Sunday, May 01, 2005

Prom Theme.


Bliss.
Originally uploaded by branleighbarber.

I had the best drunken hi-jinx fun at a party this weekend, I can't even tell you. It was one of those unintentional drunk nights, where you have a beer at 9 and suddenly, it's 5:30 am and you're in a cab wondering why your ex-boyfriend is calling your cell phone, and if you have any visible hickeys. I'm still wondering that one, actually. There was dancing, very drunken dancing. Did I slow dance with someone? Can't remember. I wish I could, I love slow dancing. Someone cute gave me his card and then I immediately lost it. The word make-out was thrown out at me as a proposition at least 3 times by various parties. I put my hands all over a bunch of fine-assed men- I can clearly recall having my hand pressed to someone's chest, and the feel of their sweater against the heel of my hand. There were a lot of boys in sweaters there, so who it was is a bit of a challenge. It's always so nice to stand close to boys, to feel that slight heat coming off them. Intoxicating. Sara and I were in fine, hateful form. Sara immediately announced that one woman there was a "great godamned beast" and the rest was downhill. I screamed "BEAT IT!" into people who I knew only in passing's faces. We showed up with a group of 7 women and Porter. Ben was there, and we had a nice time talking. It got weirdly familiar and confusing, because it was as if he and I were dating again, we were standing closely and talking, as always the 2 tallest people at the party. But then I asked who he was trying to pork there, and he told me that the guy I want to mount is seeing someone, so it was thankfully normal. Somehow numerous free drinks were procured. I felt like the song, "Don't You Want Me?" by Human League was playing in my head all night and kept singing it to myself while people were talking to me. Exhibit A:

Guy: I heard you and Sara are working on that new show?
Brandy (looking at her beer, mumbling softly): Don't You Want Me, Ohhhhhh- I'm sorry, what?

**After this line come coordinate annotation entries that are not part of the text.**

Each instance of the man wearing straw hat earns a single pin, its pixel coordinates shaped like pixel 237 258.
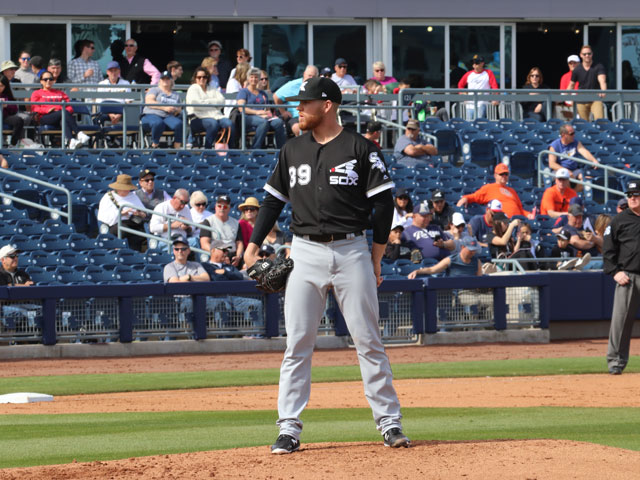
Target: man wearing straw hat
pixel 122 193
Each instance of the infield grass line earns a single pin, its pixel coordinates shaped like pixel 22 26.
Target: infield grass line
pixel 136 382
pixel 29 440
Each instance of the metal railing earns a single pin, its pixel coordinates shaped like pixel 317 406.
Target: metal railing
pixel 606 168
pixel 170 218
pixel 39 206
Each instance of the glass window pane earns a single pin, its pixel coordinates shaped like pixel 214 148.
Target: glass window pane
pixel 631 54
pixel 603 41
pixel 466 41
pixel 331 42
pixel 418 53
pixel 49 42
pixel 281 50
pixel 101 34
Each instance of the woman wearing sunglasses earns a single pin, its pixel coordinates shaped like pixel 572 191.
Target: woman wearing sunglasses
pixel 52 112
pixel 209 117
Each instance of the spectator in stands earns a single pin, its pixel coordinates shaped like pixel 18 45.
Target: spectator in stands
pixel 478 78
pixel 277 239
pixel 403 211
pixel 534 110
pixel 586 242
pixel 290 89
pixel 411 149
pixel 199 212
pixel 563 250
pixel 224 65
pixel 177 206
pixel 373 132
pixel 426 237
pixel 211 66
pixel 135 68
pixel 442 211
pixel 24 73
pixel 113 113
pixel 260 119
pixel 55 68
pixel 51 113
pixel 622 205
pixel 161 112
pixel 341 77
pixel 500 237
pixel 225 228
pixel 208 118
pixel 395 248
pixel 459 264
pixel 629 81
pixel 568 145
pixel 589 77
pixel 149 195
pixel 219 269
pixel 8 69
pixel 556 198
pixel 509 199
pixel 37 66
pixel 10 117
pixel 82 69
pixel 10 274
pixel 175 69
pixel 122 193
pixel 379 74
pixel 288 71
pixel 573 61
pixel 481 225
pixel 249 209
pixel 181 270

Things get blurry after the free shots. I do remember that Justin Purnell gave me a flashing disco ring, which Allocco promptly swiped. But that's OK because I stole her drink:

Sara is holding two bottles of beer, drinking one.

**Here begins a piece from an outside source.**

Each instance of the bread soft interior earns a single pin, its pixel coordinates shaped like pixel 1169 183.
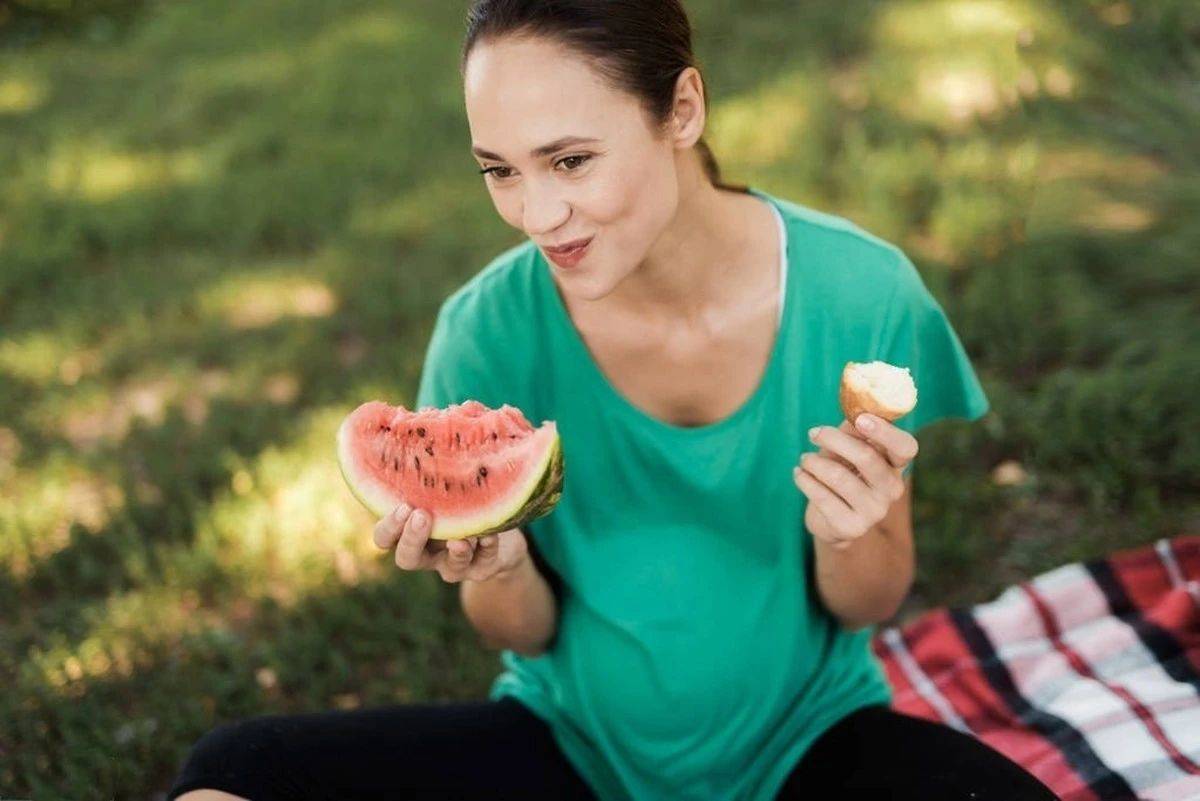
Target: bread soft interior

Brandy: Where did you get that?
Sara: The bartender gave it to me.
Brandy: (quietly, menacingly) Give that to me.
Sara: But I...OK.

Most of the night is a blur but I do hear tell from all of my friends that I ended up angrily making out pressed up against the mirrored bar in front of everyone there so, that's what we call "sophisticated". Why am I so angry? Why does anger make me so hot & bothered? So unhealthy. What most people consider bitterly fighting is like, some sort of foreplay to me. The angrier and more hateful someone makes me, the more I want to fight with them and then, ram my tounge down their throat. I have such a temper. Such a passion addict, high drama jackass. But you know what? It's never boring. I ended the night getting in the bed after listening to "Strange Magic" a few times on my awesome fancy headphones, stoned and smiling like I was Wiley Wiggins in one of the final scenes of Dazed and Confused.

LATER ON THE PHONE:

Sara: I turn around for one second at the bar and you've got your tounge down someone's throat.
Brandy: We weren't making out that much, right? It was kind of subtle, I thought. Like, we didn't have our hands all over each other, did we?
Sara: Like you were on a plane going down in flames.

5 comments:

April said...

sounds like so much fun.

Brandy For Sale. said...

It was fun. Naughty, immature,loud, drunk obnoxious fun. Even when I was screaming at him at the top of my lungs in the street at 4 am, I was laughing.

Porter Mason said...

You will eventually run out of Fountains of Wayne songs to use as post titles, and then where will you be?

saraisloco said...

I remember three things:
1) Free french beer and shots from the adorable bartender
2) Yelling at a particualr gentlemen to "quick cockblocking Brandy" and to "beat it Troll!!"
3) a few sessions of some of the ladies grabbing at Porters crouch.

Yum yum.

Brandy For Sale. said...

Mason:

my BonerTone (TM) is "Stacey's Mom".